I still worked to get here. I made choices and decisions about how to use my twenty-four hours, and a lot of those involved doing things I didn’t want to do and sacrificing some goals in favour of others.

But, I’ll be clear: I didn’t necessarily want it more than other people. I fucked around just as often as I worked my ass off. I had weeks where carving out writing time was just plain hard, and at least a year where I figured I was done with writing for good. 

And the twenty-four hours I’m working with today are considerably different compared to the bulk of Mondays I’ve experienced in my lifetime. I sit here with the knowledge that the things I do today will not be replicable in two years time, when the degree is over and I’m on to the next thing, fitting writing around a part-time job or freelance work or publishing.

Similarly, when we look at Nora Robert’s process at the end of her life, with grown kids, best-sellers, and six books coming out every year, it’s probably very different to the process at the start when she was a single mum whose kids lived at home.

We all have twenty-four hours to work with, but they’re sure as fuck not the same.
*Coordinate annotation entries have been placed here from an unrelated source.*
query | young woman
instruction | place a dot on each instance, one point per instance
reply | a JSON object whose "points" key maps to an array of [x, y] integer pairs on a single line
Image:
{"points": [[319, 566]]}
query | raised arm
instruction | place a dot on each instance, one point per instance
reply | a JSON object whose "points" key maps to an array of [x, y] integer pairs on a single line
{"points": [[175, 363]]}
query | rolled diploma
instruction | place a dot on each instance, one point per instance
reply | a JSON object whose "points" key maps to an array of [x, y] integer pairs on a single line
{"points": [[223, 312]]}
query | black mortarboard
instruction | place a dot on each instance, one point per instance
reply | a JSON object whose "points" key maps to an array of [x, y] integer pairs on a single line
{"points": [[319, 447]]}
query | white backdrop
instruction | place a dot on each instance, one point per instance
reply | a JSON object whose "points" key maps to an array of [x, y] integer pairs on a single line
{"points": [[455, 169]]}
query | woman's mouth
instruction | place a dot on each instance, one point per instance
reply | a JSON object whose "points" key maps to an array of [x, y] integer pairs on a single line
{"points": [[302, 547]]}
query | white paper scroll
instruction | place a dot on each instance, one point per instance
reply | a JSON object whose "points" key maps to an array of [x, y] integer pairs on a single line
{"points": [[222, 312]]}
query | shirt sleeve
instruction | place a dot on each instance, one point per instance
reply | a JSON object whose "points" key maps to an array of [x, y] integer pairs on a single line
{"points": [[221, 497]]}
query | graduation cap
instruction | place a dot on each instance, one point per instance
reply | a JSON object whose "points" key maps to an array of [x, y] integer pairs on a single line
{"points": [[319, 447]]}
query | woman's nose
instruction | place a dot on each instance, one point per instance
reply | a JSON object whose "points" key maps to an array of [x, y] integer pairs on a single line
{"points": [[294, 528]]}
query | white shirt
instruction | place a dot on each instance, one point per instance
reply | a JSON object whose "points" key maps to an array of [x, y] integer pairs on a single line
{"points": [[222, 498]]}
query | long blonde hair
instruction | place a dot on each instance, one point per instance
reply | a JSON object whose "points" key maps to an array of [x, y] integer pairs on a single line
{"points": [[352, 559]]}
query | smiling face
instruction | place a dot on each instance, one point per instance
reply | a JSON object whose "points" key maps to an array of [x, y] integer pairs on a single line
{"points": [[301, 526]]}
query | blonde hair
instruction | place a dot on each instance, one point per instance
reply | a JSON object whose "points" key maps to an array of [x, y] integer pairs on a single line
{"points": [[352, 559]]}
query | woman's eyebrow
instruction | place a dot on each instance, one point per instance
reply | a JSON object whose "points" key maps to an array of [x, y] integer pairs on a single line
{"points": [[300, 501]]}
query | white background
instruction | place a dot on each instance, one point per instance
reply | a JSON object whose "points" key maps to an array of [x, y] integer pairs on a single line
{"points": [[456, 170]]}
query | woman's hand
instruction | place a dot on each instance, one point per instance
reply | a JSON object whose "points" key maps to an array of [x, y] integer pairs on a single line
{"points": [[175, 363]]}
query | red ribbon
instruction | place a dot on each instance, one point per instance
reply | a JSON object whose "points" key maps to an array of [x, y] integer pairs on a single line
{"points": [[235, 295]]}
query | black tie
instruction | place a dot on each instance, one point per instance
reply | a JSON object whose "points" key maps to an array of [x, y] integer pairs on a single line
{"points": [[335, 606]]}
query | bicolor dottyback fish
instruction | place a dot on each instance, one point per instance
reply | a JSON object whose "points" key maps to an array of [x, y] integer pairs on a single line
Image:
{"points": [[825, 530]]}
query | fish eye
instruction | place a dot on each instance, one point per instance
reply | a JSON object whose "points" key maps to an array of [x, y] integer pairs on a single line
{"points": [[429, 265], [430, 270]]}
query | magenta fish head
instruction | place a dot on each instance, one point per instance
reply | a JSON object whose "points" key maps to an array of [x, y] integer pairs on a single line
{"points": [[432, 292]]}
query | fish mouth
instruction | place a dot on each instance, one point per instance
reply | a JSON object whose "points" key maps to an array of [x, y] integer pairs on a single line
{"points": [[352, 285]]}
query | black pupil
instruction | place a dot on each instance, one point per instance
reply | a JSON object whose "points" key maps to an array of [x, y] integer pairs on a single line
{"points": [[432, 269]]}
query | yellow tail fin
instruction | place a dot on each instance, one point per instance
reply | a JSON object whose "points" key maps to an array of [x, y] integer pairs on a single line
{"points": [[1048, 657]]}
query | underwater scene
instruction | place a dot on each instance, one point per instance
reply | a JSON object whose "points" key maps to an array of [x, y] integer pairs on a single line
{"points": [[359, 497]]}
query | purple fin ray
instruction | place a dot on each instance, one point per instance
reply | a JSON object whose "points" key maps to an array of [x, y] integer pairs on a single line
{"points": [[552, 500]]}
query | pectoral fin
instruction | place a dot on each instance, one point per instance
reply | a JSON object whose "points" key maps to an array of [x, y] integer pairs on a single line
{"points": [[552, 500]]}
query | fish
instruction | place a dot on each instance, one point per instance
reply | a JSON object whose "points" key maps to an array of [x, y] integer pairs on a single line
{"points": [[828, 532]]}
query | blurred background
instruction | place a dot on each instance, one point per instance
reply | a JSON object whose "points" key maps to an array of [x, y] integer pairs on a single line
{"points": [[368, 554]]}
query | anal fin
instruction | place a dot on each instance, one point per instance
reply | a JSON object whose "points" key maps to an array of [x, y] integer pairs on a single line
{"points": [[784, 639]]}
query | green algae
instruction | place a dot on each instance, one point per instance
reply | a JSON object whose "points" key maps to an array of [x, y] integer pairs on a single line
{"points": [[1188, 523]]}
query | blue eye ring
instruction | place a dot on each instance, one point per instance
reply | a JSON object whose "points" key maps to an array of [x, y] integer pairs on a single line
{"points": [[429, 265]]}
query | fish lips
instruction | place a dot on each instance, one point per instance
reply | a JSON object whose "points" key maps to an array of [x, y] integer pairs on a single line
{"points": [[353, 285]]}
And the shitty part is those differences matter when you start looking at how you build your career…and how rapidly your career can take off.

Most writers work their asses off: this much is true. But the folks who can prioritise writing more easily are prone to getting more work out, faster.  The folks who can access networking and skill-building opportunities can leverage the hours spent on their craft more effectively than those who do not.

Figuring out where writing fits into your twenty-four hours is always going to be a very personal thing.